Is a hard-coded number correct, or should we be asking the channel for
an actual number?

>  }
>  
>  static void handle_qmp_command(JSONMessageParser *parser, GQueue *tokens)
>
Markus Armbruster May 2, 2017, 2:43 p.m. UTC | #2
"Denis V. Lunev" <den@openvz.org> writes:

> Right now QMP and HMP monitors read 1 byte at a time from the socket, which
> is very inefficient.
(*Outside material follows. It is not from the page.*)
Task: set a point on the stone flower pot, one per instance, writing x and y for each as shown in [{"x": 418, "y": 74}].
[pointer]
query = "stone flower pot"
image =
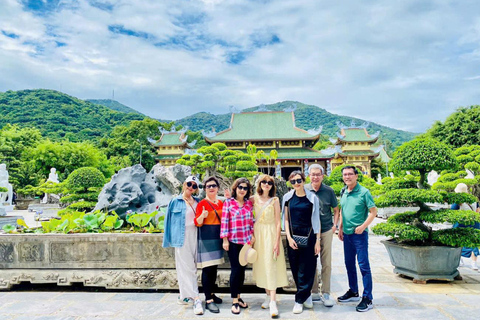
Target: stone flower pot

With 100+ VMs on the host this easily reasults in
> a lot of unnecessary system calls and CPU usage in the system.
>
> This patch changes the amount of data to read to 4096 bytes, which matches
> buffer size on the channel level. Fortunately, monitor protocol is
> synchronous right now thus we should not face side effects in reality.

Can you explain briefly why this relies on "synchronous"?  I've spent
all of two seconds on the question myself...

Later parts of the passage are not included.